João Velho silencia por alguns minutos como se estivesse fechando as cortinas para mudar o cenário.
— Ia pensando comigo: me sinto vingado.
— Vingado?
— Vingado desse bicho que levo as orelhas nos alforjes.
— Ela comeu bezerro na fazenda?
— Comeu, mas isso não conta. O padrão tem muito. Ela comeu meu filho, e eu só tinha um.
— Fico de coração rasgado, de luto com o senhor.
— Tem luto não! Honrei o sangue de meu filho. Tristeza tem. Fico pensando na mãe. A mãe de José Lino era muito apegada ao menino... Por pouco num perdeu também o marido... Quando a onça se aproximou, eu já estava machucado da queda. Botei a carabina pra matar o burro, mas não tinha bala na agulha. Tivesse matado, tinha me arrependido, porque depois que a onça apareceu, assim, do nada, ele não arredou o pé de mim. Parece que se entregava para morrer junto. Até serviu de apoio para encostar a carabina. Eu estava fraco, se não apoiasse n’alguma coisa, era perigoso errar o tiro e o bicho me comer. Fiquei detrás do burro. Mais para me apoiar. Medo, tive não! Eu não tinha mão pra segurar. Tinha mas estava sem serventia. Foi como se o burro tivesse segurado a arma pra mim. E eu só tinha duas balas.

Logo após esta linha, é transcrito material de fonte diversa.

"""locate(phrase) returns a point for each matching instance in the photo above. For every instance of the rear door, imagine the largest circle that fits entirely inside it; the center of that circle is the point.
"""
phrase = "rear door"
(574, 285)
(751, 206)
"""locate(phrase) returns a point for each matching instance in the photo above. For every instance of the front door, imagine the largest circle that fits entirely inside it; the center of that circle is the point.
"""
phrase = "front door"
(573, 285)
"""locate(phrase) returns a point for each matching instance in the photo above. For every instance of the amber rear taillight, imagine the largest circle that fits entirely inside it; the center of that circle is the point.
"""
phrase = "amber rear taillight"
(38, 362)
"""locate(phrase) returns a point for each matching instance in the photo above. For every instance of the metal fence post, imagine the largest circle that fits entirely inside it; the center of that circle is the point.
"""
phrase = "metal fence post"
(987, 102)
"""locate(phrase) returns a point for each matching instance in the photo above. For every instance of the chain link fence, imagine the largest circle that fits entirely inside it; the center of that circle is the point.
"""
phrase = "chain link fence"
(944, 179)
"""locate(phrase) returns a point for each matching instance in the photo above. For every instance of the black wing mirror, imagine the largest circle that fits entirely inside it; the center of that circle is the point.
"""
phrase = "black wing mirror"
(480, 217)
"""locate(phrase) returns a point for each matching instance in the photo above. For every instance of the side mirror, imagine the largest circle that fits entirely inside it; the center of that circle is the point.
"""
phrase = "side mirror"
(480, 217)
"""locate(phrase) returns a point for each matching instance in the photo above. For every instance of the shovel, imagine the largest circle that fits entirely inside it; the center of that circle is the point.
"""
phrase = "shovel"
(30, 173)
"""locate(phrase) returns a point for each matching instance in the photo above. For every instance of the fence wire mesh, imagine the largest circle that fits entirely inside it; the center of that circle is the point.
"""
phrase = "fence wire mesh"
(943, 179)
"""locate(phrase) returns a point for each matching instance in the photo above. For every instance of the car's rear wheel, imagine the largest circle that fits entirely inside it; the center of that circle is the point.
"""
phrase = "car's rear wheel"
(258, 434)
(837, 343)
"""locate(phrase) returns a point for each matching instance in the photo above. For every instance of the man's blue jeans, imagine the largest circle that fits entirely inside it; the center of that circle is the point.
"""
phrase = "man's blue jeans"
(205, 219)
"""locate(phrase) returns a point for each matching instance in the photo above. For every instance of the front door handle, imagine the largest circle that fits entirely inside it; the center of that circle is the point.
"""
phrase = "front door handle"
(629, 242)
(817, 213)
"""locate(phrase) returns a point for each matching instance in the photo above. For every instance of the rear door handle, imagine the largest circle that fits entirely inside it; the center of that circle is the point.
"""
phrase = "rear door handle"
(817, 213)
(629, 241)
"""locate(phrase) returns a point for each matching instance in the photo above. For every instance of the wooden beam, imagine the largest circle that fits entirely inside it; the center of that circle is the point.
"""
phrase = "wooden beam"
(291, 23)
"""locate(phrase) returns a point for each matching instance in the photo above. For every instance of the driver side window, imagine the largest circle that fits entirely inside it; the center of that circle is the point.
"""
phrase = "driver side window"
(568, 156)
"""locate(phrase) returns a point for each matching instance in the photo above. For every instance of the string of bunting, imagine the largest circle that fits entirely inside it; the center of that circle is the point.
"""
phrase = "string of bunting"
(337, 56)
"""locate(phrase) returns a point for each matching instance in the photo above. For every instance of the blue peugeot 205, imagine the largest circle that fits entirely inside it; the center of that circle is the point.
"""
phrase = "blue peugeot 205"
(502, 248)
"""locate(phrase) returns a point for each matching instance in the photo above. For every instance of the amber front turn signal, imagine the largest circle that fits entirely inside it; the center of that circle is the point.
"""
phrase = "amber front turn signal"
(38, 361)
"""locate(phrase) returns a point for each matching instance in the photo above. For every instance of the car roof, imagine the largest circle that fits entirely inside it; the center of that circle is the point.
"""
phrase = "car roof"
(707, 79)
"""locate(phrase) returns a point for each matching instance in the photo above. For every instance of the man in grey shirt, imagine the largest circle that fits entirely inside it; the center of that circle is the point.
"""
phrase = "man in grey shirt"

— Com sua licença, Nhô! Estou meio sem jeito de perguntar, mas o senhor achou o cadáver?
— Só o batedor e a sangueira. Tive coragem de farejar não. Só me subiu ira. Se a arma não disparasse, eu ia de unha na onça. Caçava um jeito de fundava o dedo no ‘zói’ da malvada ou no traseiro... O lugar que tivesse um buraco, eu enfiava o dedo e arrancava um pedaço de carne dela. Morria grudado na onça igual tamanduá-bandeira.
— Sou compreendido de sua dor. A dor da perda de um filho é grande demais... Se o compadre não se zangar. A história da visita ao inferno acabou, ou o amigo deixou uma parte pra contar depois?
— Estive umas duas ou três vezes no Teatro Municipal. Prestei atenção. Eles contam estória dividida em pedaços. Conta um pedaço, fecha a cortina. E quando abre, mostra o visconde bebendo numa mesa, arrodeado de prostituta, como na Vila Mimosa que João Guimarães diz sem dizer. Aí, fecha de novo, e quando reabre, mostra a vida acontecendo, já de outro jeito, e com outras pessoas. Mas é gente que não existe mais. Na VM de hoje é diferente, o povo sem nome, mostra a cara mesmo, nem precisa de ninguém fazer o papel. Quem tem nome a zelar, sabe como se divertir sem ser visto. Mas o capiroto tá vendo e bate palmas.
— Que diacho é VM, compadre?
—Homem, fica mais esperto! VM é Vila Mimosa. Já se esqueceu?
— Humm!...
— Pois bem, aquelas mulheres foram perseguidas, mais da conta. Ninguém queria polaca morando perto. E foram dando jeito de escorraçar pra longe. Isso naquele tempo. Hoje ninguém mais sabe quem é quem... Quando estive lá, foi nesses tempos modernos. Tinha mais polaca não. Vi mulheres tatuadas, seminuas a fervilhar nas calçadas e portas de bares; vi quartos enfileirados como lojas de galerias. Em cada porta uma mulher dizendo em voz alta: ‘Paga só dez reais por um beijo. O serviço completo na cama é vinte’.